Documents with only public or non-sensitive data can safely go through free online tools like Smallpdf or ILovePDF.
Any regulated or private data must stay on your machine. These tools process everything locally—nothing is uploaded.
If your organization handles regulated data—HIPAA, financial records under SOX, legal documents subject to privilege—check with your IT or legal team before putting those PDFs through any cloud tool, even paid ones.
Getting data out of a PDF is only half the battle. Once it's in Excel, you still need to work with it—and that's where solid Excel skills matter.
Knowing how to use Text to Columns, the VALUE() and TRIM() functions, find-and-replace, and filtering will save you hours of manual cleanup. Understanding Excel drop-down lists helps when you need to standardize inconsistent data that came through during conversion. Setting up data validation rules catches problems before they propagate through your formulas.
If you want to get better at these skills, structured practice makes a real difference. Working through the Excel formulas guide helps cement the functions you'll use most often for data cleanup and analysis. If you're preparing for an employer assessment or a certification exam, the Excel practice test gives you a realistic sense of what to expect. For those pursuing formal credentials, the Excel certification practice test covers the specific skills tested in Microsoft's MOS certification—including data import, Power Query, and data transformation tasks that come up constantly in real PDF-to-Excel work.

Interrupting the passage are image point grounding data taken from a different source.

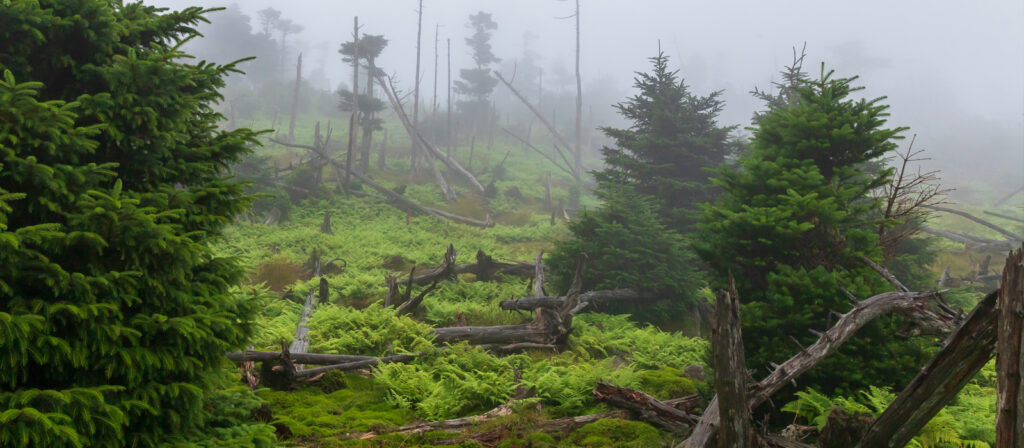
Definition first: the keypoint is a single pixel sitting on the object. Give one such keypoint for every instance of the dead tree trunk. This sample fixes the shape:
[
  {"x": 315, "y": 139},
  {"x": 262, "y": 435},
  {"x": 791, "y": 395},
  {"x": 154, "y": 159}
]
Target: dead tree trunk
[
  {"x": 964, "y": 353},
  {"x": 353, "y": 122},
  {"x": 730, "y": 372},
  {"x": 912, "y": 305},
  {"x": 1010, "y": 361},
  {"x": 295, "y": 98}
]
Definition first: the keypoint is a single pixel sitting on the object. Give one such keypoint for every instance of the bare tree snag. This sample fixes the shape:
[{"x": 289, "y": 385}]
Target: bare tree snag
[
  {"x": 1010, "y": 358},
  {"x": 913, "y": 305},
  {"x": 353, "y": 121},
  {"x": 295, "y": 98},
  {"x": 418, "y": 139},
  {"x": 545, "y": 122},
  {"x": 646, "y": 407},
  {"x": 730, "y": 371},
  {"x": 963, "y": 354},
  {"x": 400, "y": 200},
  {"x": 1013, "y": 236}
]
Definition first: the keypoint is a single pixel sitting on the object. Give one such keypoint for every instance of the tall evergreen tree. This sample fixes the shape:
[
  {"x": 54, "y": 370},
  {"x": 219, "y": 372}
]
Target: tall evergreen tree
[
  {"x": 477, "y": 83},
  {"x": 795, "y": 219},
  {"x": 673, "y": 141},
  {"x": 371, "y": 47},
  {"x": 115, "y": 314}
]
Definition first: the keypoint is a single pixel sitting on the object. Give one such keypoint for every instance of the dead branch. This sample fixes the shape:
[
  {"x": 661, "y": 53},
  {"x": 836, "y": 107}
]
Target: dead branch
[
  {"x": 305, "y": 358},
  {"x": 646, "y": 407},
  {"x": 417, "y": 137},
  {"x": 549, "y": 158},
  {"x": 391, "y": 195},
  {"x": 964, "y": 353},
  {"x": 913, "y": 305},
  {"x": 552, "y": 302}
]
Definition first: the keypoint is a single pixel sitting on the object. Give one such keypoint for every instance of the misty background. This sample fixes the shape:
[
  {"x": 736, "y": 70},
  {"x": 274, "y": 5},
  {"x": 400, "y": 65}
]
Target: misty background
[{"x": 952, "y": 71}]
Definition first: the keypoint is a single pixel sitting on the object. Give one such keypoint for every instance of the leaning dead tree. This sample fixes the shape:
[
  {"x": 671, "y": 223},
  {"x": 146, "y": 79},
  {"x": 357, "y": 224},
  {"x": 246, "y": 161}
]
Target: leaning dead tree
[
  {"x": 419, "y": 140},
  {"x": 389, "y": 195}
]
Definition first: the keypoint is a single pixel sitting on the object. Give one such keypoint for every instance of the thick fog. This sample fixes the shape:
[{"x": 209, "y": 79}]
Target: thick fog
[{"x": 952, "y": 71}]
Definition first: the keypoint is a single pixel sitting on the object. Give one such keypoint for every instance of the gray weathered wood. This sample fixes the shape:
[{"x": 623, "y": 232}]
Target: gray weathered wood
[
  {"x": 1010, "y": 362},
  {"x": 730, "y": 371},
  {"x": 964, "y": 353}
]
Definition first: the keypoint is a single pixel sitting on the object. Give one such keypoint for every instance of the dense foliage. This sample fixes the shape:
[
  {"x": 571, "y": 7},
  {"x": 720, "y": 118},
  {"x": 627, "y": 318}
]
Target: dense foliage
[
  {"x": 792, "y": 227},
  {"x": 114, "y": 312},
  {"x": 673, "y": 141}
]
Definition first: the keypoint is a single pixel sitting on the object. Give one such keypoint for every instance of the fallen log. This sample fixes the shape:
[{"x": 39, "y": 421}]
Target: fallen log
[
  {"x": 303, "y": 358},
  {"x": 912, "y": 305},
  {"x": 964, "y": 353},
  {"x": 646, "y": 407},
  {"x": 353, "y": 365},
  {"x": 552, "y": 302}
]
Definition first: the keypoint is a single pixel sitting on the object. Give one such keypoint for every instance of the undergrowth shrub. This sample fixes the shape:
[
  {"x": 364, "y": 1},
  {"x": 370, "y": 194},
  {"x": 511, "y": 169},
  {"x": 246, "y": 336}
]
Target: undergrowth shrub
[
  {"x": 602, "y": 336},
  {"x": 614, "y": 433},
  {"x": 279, "y": 273},
  {"x": 374, "y": 330},
  {"x": 451, "y": 383}
]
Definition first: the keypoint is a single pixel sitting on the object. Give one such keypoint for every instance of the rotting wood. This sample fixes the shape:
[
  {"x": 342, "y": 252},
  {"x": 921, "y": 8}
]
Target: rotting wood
[
  {"x": 963, "y": 354},
  {"x": 646, "y": 407},
  {"x": 730, "y": 371},
  {"x": 551, "y": 302},
  {"x": 1010, "y": 362},
  {"x": 912, "y": 305},
  {"x": 305, "y": 358}
]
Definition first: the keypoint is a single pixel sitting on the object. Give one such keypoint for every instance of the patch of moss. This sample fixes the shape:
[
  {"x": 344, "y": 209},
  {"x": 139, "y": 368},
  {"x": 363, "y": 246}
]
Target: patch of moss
[
  {"x": 613, "y": 433},
  {"x": 666, "y": 383}
]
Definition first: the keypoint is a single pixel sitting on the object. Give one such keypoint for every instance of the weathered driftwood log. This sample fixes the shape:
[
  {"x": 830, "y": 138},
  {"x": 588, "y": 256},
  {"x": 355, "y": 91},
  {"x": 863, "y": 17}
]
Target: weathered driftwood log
[
  {"x": 646, "y": 407},
  {"x": 1010, "y": 362},
  {"x": 964, "y": 353},
  {"x": 913, "y": 305},
  {"x": 530, "y": 303},
  {"x": 352, "y": 365},
  {"x": 304, "y": 358},
  {"x": 730, "y": 371}
]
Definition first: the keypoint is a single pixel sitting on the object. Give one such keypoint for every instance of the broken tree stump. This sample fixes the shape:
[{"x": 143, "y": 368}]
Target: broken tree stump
[
  {"x": 730, "y": 371},
  {"x": 964, "y": 353}
]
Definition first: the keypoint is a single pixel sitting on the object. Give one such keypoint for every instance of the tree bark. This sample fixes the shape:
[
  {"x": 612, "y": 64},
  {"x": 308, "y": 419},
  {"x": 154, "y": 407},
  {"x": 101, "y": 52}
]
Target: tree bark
[
  {"x": 646, "y": 407},
  {"x": 964, "y": 353},
  {"x": 1010, "y": 361},
  {"x": 913, "y": 305},
  {"x": 730, "y": 371}
]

The thing is, most PDF conversion problems aren't really conversion problems—they're Excel skills problems. A person who knows how to use Power Query transformations, the TRIM() and CLEAN() functions, and Text to Columns can fix a messy conversion in five minutes. Someone who doesn't know these tools can spend an hour fixing the same spreadsheet by hand. Building that underlying Excel knowledge is what makes every conversion method work better.